I membri dimissionari saranno sostituiti da coloro che nella graduatoria elettorale hanno riportato il maggior numero di voti immediatamente dopo l'ultimo eletto. In caso di esaurimento della suddetta graduatoria si provvederà mediante delibera approvata dal Collegio dei Probiviri.
Se viene meno la maggioranza dei consiglieri, i consiglieri restanti (o il Collegio dei Probiviri in caso venga meno l'intero consiglio) devono darne comunicazione ai soci entro trenta giorni e contestualmente convocare l'Assemblea per la sostituzione.
Il Consiglio Direttivo è convocato per iscritto dal presidente ogni qualvolta ne ravvisi la necessità o su richiesta di almeno tre consiglieri; la convocazione deve avere luogo non meno di cinque giorni prima della riunione (due in caso di urgenza). Della convocazione deve essere informato il Collegio dei Probiviri.
Le riunioni di consiglio sono valide in presenza della maggioranza dei consiglieri in carica; il Consiglio Direttivo delibera a maggioranza assoluta dei presenti. In caso di parità prevale il voto del presidente.

Art. 8) - Presidente
Il presidente del Consiglio Direttivo è anche presidente dell'Associazione e la rappresenta nei confronti dei terzi e in giudizio e sovrintende a tutte le attività dell'Associazione. In caso di impedimento le funzioni del presidente vengono svolte dal vice o dal consigliere anziano.

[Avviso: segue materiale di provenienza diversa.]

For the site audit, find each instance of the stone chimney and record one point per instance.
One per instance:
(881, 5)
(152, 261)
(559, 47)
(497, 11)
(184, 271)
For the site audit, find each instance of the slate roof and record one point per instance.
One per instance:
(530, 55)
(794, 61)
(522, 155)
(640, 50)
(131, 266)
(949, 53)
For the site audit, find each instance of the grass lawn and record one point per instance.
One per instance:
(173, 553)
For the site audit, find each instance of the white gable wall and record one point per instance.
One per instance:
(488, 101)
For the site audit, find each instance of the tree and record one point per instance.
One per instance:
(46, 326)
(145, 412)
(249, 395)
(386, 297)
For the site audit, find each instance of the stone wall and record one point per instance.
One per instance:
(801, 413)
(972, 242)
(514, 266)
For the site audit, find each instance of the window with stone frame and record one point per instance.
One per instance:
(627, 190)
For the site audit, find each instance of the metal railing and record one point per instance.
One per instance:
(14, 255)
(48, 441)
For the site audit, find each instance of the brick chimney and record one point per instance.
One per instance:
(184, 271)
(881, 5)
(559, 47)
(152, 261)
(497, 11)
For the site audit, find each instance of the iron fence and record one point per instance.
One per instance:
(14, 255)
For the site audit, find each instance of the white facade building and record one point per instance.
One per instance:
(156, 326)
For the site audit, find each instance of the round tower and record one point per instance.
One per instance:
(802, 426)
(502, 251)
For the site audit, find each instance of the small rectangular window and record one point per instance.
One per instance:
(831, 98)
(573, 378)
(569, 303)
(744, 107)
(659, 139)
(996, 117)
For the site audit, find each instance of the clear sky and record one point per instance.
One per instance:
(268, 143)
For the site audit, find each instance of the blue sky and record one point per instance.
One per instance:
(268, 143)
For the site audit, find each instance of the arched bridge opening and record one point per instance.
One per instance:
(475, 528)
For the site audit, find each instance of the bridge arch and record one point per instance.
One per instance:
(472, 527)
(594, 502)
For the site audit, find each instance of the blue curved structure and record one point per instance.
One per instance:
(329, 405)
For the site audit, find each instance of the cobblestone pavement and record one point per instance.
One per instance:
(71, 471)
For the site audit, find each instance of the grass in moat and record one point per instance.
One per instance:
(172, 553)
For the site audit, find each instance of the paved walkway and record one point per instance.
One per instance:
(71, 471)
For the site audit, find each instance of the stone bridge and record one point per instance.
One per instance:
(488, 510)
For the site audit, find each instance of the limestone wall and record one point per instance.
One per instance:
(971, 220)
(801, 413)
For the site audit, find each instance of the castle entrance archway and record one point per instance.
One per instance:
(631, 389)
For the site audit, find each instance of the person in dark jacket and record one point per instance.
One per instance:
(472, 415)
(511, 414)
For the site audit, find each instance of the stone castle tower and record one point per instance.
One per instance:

Art. 9) - Collegio dei Probiviri
Il collegio dei Probiviri è composto da tre soci nominati dall'Assemblea e dura in carica tre anni.
Il Collegio controlla la gestione, è invitato alle riunioni del Consiglio Direttivo, ispeziona periodicamente la contabilità; riferisce all'Assemblea con relazione sul bilancio ed esprime parere vincolante sulle controversie relative all'esecuzione delle disposizioni dello statuto e del regolamento, delle delibere dell'Assemblea e del Consiglio Direttivo.
In caso venisse a mancare uno o più membri del Collegio, la prima Assemblea convocata provvederà alla nomina dei sostituti che dureranno in carica fino alla scadenza naturale del Collegio.

Art. 10) - Norma transitoria
Il primo Consiglio Direttivo sarà composta da membri eletti tra i sottoscrittori del manifesto di presentazione di Novaluna.

Art. 11) - Entrate e Patrimonio
Le entrate dell'Associazione sono costituite da:
• quote associative periodiche versate dai soci entro il 31 dicembre di ogni anno;
• proventi derivanti da attività previste dal presente statuto;
• dal ricavato dall'organizzazione di raccolte pubbliche di fondi effettuate occasionalmente;
• da eventuali erogazioni, donazioni, lasciti;
• da ogni altra entrata che concorra ad incrementare l'attivo sociale.
Tutte le quote associative annuali non sono trasmissibili, salvo i trasferimenti mortis causa, né rivalutabili.
E' vietata la distribuzione ai soci, anche in modo indiretto, di utili o avanzi di gestione nonché fondi, riserve o capitale durante la vita dell'associazione, salvo che la destinazione o la distribuzione non siano imposte dalla legge.

Art. 12) - Esercizio finanziario
L'esercizio finanziario si apre il 1° gennaio e si chiude il 31 dicembre di ogni anno.

Approvato dall'Assemblea dei soci in data 11 dicembre 2002.